Elements of biological racism exist and are reproduced in racist humour as embodied racism. While these depictions do not present the systemic totality of biological racism, they do reflect many of its internal truth claims. In this example, ‘natural’ phenotypical characteristics are depicted - in the form of an emphasis on the hair of black children - and it is difficult to see how this racism exists in a terminal condition. The dominant rhetorical device in this joke is infantilism, which is combined with absurdity and outwitting. The childish nature of the joke is evident, it contains no extreme terms, stereotypes or depictions of violence and so the ethotic argument is difficult to criticise without seeming over-serious. The use of infantilism provokes inflections of meaning that might not lead directly to racism. However, the pathos, or enjoyment of this form of humour does lead to an implicit acceptance of the practice of highlighting and demeaning the bodily characteristics of the ‘other’, which is a key component of embodied racism.

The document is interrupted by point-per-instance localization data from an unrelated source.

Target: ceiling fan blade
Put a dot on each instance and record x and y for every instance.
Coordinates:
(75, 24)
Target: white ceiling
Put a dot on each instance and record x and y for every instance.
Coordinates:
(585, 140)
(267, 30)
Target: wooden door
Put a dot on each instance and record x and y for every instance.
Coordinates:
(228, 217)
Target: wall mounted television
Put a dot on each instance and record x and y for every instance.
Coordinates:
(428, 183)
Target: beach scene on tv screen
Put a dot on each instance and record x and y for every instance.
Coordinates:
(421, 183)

Just one example of racist humour highlights the folly of believing that embodied racism died when it was supposed to.

Of major importance for the impact of embodied racism - and directly lifted from biological racism - is its ability to act as a classificatory system, or its ability to construct a dichotomy between the ‘civilised’ body of the self and ‘uncivilised’ body of the ‘other’. This dichotomy works because of its close connection to a chain of signification in which civilisation implicitly connects to the superior, the cultural, cultivation, an interest in cerebral pursuits, and intelligence, whereas nature connotes the inferior, the savage, instinctive responses, corporeality and stupidity.

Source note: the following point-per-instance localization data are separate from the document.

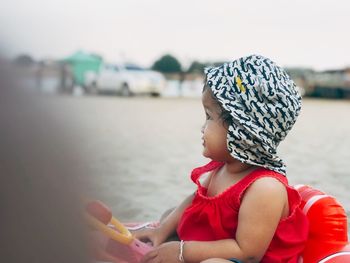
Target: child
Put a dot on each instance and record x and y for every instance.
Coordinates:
(244, 210)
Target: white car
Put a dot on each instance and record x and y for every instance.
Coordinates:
(125, 80)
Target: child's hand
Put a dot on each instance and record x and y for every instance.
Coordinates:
(153, 235)
(166, 253)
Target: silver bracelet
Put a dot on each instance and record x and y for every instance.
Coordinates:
(181, 255)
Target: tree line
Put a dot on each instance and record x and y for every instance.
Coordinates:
(170, 64)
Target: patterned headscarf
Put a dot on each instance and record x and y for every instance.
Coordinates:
(263, 102)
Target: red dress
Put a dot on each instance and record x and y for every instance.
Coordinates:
(214, 218)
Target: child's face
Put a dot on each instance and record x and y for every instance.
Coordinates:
(214, 132)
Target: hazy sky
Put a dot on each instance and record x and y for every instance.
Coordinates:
(306, 33)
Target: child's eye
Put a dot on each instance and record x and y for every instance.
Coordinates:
(207, 116)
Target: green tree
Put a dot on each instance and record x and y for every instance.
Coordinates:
(196, 67)
(167, 64)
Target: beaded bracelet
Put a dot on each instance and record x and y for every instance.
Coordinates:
(181, 256)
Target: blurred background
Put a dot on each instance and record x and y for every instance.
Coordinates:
(125, 79)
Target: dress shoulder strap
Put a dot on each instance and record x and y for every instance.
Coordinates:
(197, 172)
(243, 184)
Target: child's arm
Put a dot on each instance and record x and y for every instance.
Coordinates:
(260, 212)
(167, 226)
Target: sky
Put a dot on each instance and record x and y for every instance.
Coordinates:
(298, 33)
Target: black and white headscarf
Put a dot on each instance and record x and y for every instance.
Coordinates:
(264, 104)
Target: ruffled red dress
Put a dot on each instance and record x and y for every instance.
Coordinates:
(215, 218)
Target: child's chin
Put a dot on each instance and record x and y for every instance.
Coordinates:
(205, 154)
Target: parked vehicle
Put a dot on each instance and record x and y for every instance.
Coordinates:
(125, 79)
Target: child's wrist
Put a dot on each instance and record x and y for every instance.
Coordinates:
(181, 251)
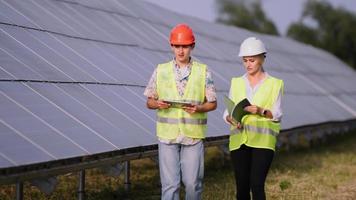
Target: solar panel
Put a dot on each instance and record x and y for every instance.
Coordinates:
(72, 76)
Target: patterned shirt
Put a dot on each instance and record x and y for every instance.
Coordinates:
(182, 76)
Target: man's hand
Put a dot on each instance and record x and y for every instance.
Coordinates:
(253, 109)
(205, 107)
(192, 108)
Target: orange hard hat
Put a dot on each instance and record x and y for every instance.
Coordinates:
(182, 34)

Embodied racism resembles a modern, order-building discourse imbued with an inheritance from enlightenment and colonial race investigations. David Hume suggested that, ‘I am apt to suspect that negroes and in general all other species of man to be naturally inferior than to the whites’ (Hume 1997 [1754]: 33), in what was a classic piece of biological racism. Embodied racism reproduces such notions of superiority/inferiority. Although there were internal differences and debates among Enlightenment thinkers and not all created straightforward or uncritical race hierarchies, or agreed on these hierarchies (Chukwudi Eze 1997: 6), these ideas represent a clear site of early dichotomy formation, which had, following Bauman’s ideas, the inherent propensity to create ambivalence. This uncertainty is reproduced in embodied racism to a far greater extent because of the failed status of its biological ancestor.

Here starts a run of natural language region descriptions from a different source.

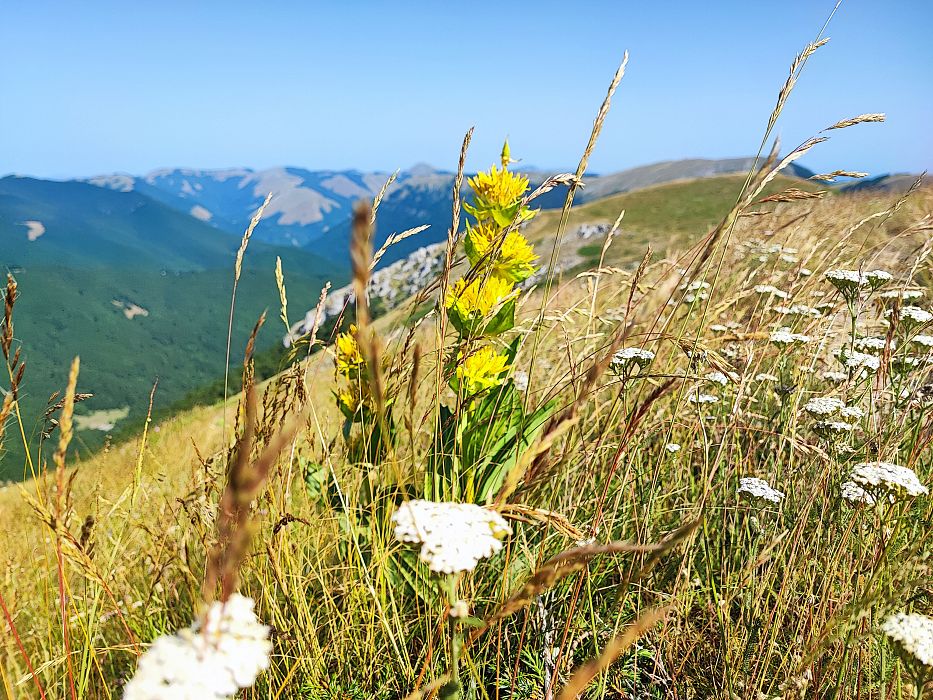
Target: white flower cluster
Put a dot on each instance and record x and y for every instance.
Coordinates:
(903, 294)
(912, 314)
(799, 310)
(624, 359)
(885, 476)
(759, 488)
(912, 634)
(855, 494)
(209, 661)
(860, 361)
(696, 291)
(872, 344)
(454, 537)
(852, 413)
(783, 337)
(905, 363)
(833, 428)
(823, 406)
(846, 281)
(771, 290)
(849, 282)
(834, 377)
(702, 398)
(520, 377)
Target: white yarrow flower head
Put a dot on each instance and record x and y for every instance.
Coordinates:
(872, 345)
(454, 537)
(853, 493)
(905, 363)
(700, 399)
(207, 661)
(887, 477)
(903, 294)
(799, 310)
(852, 413)
(848, 282)
(911, 315)
(771, 290)
(858, 361)
(783, 338)
(521, 380)
(878, 278)
(912, 634)
(627, 359)
(755, 488)
(833, 429)
(823, 406)
(835, 377)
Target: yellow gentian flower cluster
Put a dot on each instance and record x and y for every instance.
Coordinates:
(353, 399)
(500, 257)
(482, 370)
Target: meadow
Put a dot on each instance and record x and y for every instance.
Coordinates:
(691, 463)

Embodied dichotomies have a colonial legacy, and so colonial racisms, or racisms that were developed, in part, through the colonial process and which symbolise the aims of that process, exist in embodied racism. Banton has explained the link between the development of race and colonialism. Barot and Bird reiterate his position: ‘Banton states clearly that the concept of‘race’ developed as Europeans came into contact with people whose physical appearance was very different. As Banton says, ‘the contacts were important to the development by Europeans of racial categories’ (Banton 1977: 13 in Barot and Bird 2001: 607). Embodied racism, as a racism that uses race, has a colonial heritage. In contemporary sociology, Grosfoguel links colonialism to contemporary racisms by suggesting they can be conceptualised through understanding that, ‘[t]he negative symbolic images of colonial racialised subjects ... are related to the colonial histories of each empire and the ‘global coloniality’ still present under a ‘post-colonial’, ‘post imperial’ capitalist world system’ (2004: 331). These enlightenment/colonial racisms are directly transferred into embodied racist joking.